His breath seemed to catch, sort of. Or, that’s what she thought. His eyes were papery, sunken. He opened them and looked down at his hands as if they were, themselves, the source of all the hell he had lived. “I don’t know, Ellie.”
“It’s okay,” she said. “You don’t have to answer.”
“What’s going on with you?”
“I was just wondering,” she said. “I mean, before I met you, I had this friend. Her name was Riley. And she died. She got bitten, the same time as me. We had a…thing. I mean, we kissed, okay? It probably seems stupid to you, but it wasn’t to me. I don’t know what I’m saying.”
When she looked up, he had not looked away or closed his eyes. He just nodded in recognition. “It ain’t stupid at all. Go on.”
She leaned back on her palms. She gazed up at the ceiling. It was vaulted with these heavy wooden planks that were half rotted to the pulp. The whole place was overgrown with dormant grapevines that had infiltrated from the earth. “I was just wondering. How do you know? Like, if you love someone. I mean, she’s gone. I just, how will I ever know?”
Joel was looking at her now, crushed by the weight of his many historic tragedies. He didn’t move, because moving took energy, and he needed to save his energy. He just breathed. The fire crackled vibrantly, filling the room with the smell of meat and smoke. “Love is different for everybody, kiddo,” he said. “What it means for me might not be the same as what it means for you.”
“Well, what does it mean for you? Give me a point of reference.” She sat so expectantly beside him. She had moved closer at some point. She was extremely resilient, but he knew that impending before her were many years in which she would have to bring herself to accept all that had been taken, and in due time, she would establish a new code based entirely around how to protect the few good things that remained. He knew this all too well, and it made his heart feel sick.

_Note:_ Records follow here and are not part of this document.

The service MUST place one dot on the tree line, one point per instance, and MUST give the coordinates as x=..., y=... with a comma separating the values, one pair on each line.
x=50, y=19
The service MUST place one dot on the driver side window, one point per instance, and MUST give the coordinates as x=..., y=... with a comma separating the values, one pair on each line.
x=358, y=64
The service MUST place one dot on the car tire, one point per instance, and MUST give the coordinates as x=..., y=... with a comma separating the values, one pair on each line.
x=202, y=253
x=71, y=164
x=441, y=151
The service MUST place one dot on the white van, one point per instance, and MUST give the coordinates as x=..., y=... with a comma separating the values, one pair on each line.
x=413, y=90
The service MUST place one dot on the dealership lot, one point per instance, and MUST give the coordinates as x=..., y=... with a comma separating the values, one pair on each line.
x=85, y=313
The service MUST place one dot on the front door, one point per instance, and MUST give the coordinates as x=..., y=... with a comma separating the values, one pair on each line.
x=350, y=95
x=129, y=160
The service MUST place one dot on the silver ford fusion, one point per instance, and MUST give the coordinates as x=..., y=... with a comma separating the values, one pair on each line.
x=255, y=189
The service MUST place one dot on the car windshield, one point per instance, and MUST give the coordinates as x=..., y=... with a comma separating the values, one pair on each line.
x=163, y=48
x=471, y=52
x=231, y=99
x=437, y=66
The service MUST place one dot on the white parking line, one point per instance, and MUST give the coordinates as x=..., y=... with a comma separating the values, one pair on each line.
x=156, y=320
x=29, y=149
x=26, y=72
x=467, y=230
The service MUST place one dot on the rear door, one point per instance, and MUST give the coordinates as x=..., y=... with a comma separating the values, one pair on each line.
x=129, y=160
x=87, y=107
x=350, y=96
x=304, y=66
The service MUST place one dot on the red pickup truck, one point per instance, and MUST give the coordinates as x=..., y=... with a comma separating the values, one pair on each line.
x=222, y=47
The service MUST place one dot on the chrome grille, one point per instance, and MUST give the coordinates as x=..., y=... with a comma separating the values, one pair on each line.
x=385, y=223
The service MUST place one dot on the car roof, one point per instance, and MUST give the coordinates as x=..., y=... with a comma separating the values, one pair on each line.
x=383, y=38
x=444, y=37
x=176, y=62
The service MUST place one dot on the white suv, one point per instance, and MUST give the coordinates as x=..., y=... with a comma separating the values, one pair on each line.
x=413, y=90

“Okay,” he said, humoring her. “There are only a handful of people in my life who have ever really known me, Ellie.”
“Yeah?”
“Yeah,” he said. He was looking at the fire again, and all of its spirit. “Tommy. Sarah.” The rabbit was nearly done, he could see. “You.” He looked at Ellie. “And Tess.”
Ellie stayed quiet. She was listening very close wither her knees pulled up, and her hands behind her, getting dirty from the floor.

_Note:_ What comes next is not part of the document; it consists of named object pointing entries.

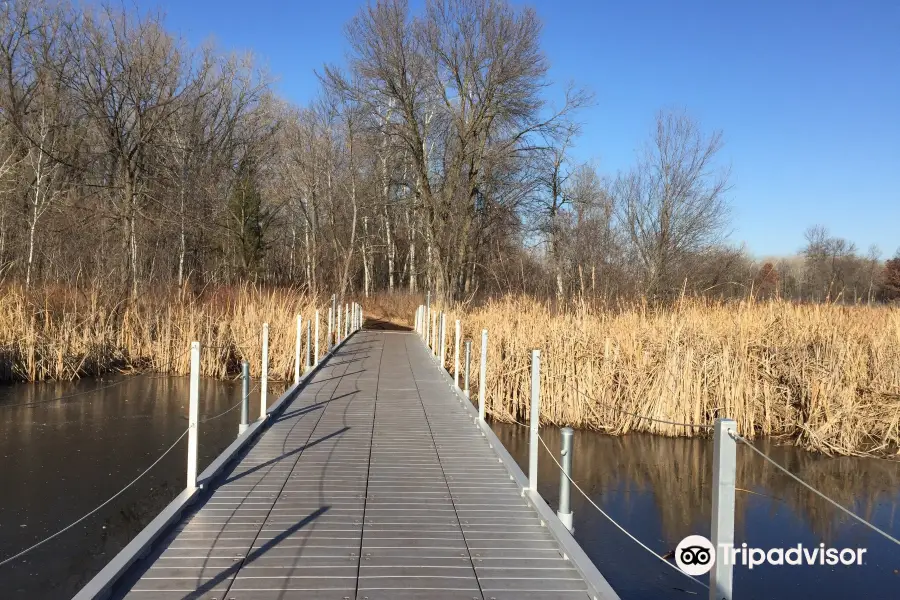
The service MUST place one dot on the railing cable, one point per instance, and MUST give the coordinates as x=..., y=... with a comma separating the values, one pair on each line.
x=95, y=510
x=636, y=415
x=812, y=489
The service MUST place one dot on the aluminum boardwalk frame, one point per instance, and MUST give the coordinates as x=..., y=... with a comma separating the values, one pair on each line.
x=374, y=483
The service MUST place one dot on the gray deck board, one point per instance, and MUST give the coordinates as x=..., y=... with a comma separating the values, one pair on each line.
x=373, y=484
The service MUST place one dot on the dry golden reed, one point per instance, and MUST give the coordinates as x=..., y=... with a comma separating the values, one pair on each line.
x=66, y=334
x=826, y=375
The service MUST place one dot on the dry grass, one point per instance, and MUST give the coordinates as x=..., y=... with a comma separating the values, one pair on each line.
x=827, y=376
x=66, y=334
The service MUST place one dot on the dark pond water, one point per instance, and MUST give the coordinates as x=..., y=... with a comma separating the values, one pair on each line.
x=659, y=490
x=60, y=459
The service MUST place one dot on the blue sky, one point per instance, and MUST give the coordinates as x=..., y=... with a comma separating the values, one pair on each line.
x=806, y=92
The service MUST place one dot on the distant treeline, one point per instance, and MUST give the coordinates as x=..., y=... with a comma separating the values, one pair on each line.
x=435, y=160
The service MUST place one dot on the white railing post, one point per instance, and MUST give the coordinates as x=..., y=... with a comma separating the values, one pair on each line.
x=427, y=332
x=535, y=418
x=443, y=340
x=724, y=479
x=317, y=336
x=565, y=459
x=264, y=376
x=245, y=397
x=193, y=416
x=297, y=349
x=337, y=327
x=482, y=375
x=467, y=365
x=456, y=355
x=308, y=348
x=434, y=328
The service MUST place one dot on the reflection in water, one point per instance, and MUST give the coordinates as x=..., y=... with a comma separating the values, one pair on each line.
x=659, y=490
x=62, y=458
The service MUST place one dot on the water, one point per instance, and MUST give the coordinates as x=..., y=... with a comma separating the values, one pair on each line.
x=60, y=459
x=659, y=490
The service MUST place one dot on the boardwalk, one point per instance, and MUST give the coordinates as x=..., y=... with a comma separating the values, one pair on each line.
x=373, y=484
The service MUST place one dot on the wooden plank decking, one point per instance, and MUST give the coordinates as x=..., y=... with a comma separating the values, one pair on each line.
x=373, y=484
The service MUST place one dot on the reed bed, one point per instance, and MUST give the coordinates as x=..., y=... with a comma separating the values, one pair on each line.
x=826, y=376
x=65, y=334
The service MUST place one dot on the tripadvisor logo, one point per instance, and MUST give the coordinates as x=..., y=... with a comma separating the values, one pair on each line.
x=696, y=555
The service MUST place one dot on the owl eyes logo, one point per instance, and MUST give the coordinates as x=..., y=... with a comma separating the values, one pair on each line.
x=695, y=555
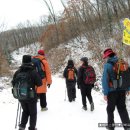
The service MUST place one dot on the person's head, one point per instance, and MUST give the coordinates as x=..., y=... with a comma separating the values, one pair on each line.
x=26, y=59
x=70, y=62
x=108, y=53
x=84, y=61
x=41, y=52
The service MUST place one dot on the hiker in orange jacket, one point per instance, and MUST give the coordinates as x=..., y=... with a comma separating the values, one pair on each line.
x=46, y=81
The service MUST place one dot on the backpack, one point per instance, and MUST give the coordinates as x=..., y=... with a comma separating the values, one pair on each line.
x=122, y=75
x=89, y=76
x=22, y=86
x=71, y=74
x=38, y=66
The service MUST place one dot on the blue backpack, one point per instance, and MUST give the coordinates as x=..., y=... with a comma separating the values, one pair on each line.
x=22, y=87
x=38, y=66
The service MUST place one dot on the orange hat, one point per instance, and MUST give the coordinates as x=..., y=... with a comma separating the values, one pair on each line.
x=108, y=52
x=41, y=52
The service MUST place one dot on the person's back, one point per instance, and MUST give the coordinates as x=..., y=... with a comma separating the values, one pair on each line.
x=115, y=96
x=70, y=74
x=85, y=84
x=46, y=79
x=29, y=106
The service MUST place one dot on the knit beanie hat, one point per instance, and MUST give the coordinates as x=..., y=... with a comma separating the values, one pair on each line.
x=41, y=52
x=26, y=59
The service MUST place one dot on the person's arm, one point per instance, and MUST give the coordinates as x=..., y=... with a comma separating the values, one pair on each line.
x=65, y=73
x=36, y=78
x=76, y=72
x=48, y=72
x=105, y=81
x=80, y=76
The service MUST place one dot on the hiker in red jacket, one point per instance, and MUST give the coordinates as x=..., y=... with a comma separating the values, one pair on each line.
x=70, y=74
x=46, y=80
x=83, y=82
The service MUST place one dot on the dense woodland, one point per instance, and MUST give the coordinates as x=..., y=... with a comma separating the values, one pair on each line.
x=99, y=21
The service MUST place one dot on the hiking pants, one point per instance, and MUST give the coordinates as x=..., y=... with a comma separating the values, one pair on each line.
x=43, y=102
x=117, y=99
x=29, y=110
x=86, y=91
x=71, y=90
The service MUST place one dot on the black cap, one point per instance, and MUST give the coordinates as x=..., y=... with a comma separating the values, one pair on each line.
x=84, y=59
x=26, y=59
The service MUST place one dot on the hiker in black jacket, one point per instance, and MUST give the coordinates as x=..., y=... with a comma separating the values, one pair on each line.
x=29, y=106
x=85, y=88
x=70, y=74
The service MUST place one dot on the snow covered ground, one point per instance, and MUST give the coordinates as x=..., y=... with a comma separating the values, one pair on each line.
x=61, y=114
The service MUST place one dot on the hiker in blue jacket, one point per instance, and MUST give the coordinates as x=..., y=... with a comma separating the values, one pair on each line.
x=115, y=97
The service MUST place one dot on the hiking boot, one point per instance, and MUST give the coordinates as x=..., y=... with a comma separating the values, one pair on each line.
x=21, y=128
x=84, y=107
x=108, y=128
x=44, y=109
x=73, y=99
x=92, y=106
x=70, y=100
x=127, y=128
x=32, y=129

“I guess what I’m trying to say is, if there is somebody in your life with whom you are able to let your guard down, even if only for a second, it could be something like love. But that’s just me.” He closed his eyes again, and the conversation ended.
She was satisfied.
A little time went by. Ellie yanked the rabbit off the spit and carved it up for the two of them. They ate side-by-side, with their fingers, drinking sugary wine out of the bottle. Ellie thought it tasted mostly gross, but she enjoyed the ritual feel. Joel told her to take it easy, but he didn't seem to mind much. What's a little cashed wine at the end of the world?
After a couple minutes, Ellie said, “So, you love me, huh?”
Joel grumbled, took a long pull from the bottle, giving her the side-eye. “Eat your damn food,” he said next. “We’re leaving in the morning. I need you fed.”
“Aye aye, cap’n.” She saluted.
Later on as Joel slept, the moon rose outside. Ellie kept watch on him until she couldn’t stay awake anymore, just to make sure he kept breathing.